AI & Machine Learning Engineering

Scale Vector Search with FAISS and Milvus: Production Implementation Guide

MatterAI Agent

7 min read·January 16, 2026

How to Implement Vector Similarity Search at Scale with FAISS and Milvus

Vector similarity search enables efficient retrieval of high-dimensional embeddings for applications like semantic search, RAG, and recommendation systems. This guide covers implementing search at scale using FAISS (library-level indexing) and Milvus (distributed vector database).

Architecture Overview

FAISS is a C++ library with Python bindings optimized for fast similarity search on CPUs and GPUs. It provides core indexing algorithms but lacks database features like persistence, replication, or distributed query coordination.

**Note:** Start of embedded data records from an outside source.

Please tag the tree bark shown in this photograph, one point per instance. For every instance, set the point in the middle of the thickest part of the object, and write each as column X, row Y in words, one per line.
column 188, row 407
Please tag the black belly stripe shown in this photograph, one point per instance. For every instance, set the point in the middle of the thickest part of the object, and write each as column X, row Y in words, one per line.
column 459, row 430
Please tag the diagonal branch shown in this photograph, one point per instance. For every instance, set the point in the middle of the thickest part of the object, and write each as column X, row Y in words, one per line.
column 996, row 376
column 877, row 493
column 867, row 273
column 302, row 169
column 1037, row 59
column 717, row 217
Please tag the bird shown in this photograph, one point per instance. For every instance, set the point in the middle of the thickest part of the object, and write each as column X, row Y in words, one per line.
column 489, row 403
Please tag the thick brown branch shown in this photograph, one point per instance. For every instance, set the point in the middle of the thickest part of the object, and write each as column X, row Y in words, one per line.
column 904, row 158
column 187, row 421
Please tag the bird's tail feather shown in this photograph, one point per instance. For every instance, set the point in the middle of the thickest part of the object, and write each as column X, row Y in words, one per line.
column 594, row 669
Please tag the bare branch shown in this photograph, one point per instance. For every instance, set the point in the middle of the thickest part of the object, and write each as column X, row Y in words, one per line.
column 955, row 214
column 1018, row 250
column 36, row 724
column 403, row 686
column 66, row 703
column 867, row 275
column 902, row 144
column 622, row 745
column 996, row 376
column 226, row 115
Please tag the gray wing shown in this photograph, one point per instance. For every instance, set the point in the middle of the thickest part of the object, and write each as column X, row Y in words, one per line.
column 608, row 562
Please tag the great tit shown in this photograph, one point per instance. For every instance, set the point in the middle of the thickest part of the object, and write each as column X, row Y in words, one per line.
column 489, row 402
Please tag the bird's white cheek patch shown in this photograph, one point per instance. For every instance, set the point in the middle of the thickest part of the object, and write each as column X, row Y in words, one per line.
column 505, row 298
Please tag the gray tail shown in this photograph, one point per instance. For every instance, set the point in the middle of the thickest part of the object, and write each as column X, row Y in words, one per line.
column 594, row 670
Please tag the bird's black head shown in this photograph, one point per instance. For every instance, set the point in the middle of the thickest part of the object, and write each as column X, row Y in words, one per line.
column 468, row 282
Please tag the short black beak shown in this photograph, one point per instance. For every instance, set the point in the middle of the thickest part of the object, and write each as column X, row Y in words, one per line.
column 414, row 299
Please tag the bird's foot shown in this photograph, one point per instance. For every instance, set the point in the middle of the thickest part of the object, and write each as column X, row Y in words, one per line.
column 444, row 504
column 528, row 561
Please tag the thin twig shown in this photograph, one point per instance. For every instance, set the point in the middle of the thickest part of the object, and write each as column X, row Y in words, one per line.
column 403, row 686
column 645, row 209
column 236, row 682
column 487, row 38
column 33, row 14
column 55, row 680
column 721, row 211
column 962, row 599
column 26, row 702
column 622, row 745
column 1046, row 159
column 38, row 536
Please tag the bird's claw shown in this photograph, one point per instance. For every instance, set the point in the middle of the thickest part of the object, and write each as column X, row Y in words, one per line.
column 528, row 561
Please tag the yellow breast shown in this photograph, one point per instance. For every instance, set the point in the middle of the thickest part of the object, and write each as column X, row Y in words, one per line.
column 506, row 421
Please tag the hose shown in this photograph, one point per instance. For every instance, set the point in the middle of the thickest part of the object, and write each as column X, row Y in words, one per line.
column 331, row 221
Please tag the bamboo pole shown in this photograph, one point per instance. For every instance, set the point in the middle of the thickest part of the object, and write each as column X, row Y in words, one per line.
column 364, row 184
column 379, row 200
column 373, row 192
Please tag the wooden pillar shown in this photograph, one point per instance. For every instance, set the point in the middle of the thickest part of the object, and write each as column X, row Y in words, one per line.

Milvus is a cloud-native vector database that wraps FAISS indexing with full database capabilities: storage management, distributed architecture, replication, and API access via gRPC/REST.

Use FAISS for embedded systems, GPU-accelerated pipelines, or custom applications where you manage storage and scaling. Use Milvus for production services requiring horizontal scaling, high availability, and built-in persistence.

FAISS Implementation

FAISS operates entirely in-memory. Index selection depends on your accuracy requirements and dataset size.

Index Types

IndexFlatIP: Exact search with inner product metric. When vectors are L2-normalized, inner product equals cosine similarity. Use for small datasets (<100K vectors) or ground truth validation.
IndexIVFFlat: Approximate search using inverted file indexing. Requires training step. Balanced speed/accuracy.
IndexHNSW: Graph-based approximate search. Higher memory usage but better recall than IVF.

IVF Configuration

The nlist parameter controls partition count. For production scale: 1M vectors use nlist=4096, 10M use nlist=16384, 100M use nlist=65536. The nprobe parameter determines how many partitions to search during query—higher values improve recall at cost of latency.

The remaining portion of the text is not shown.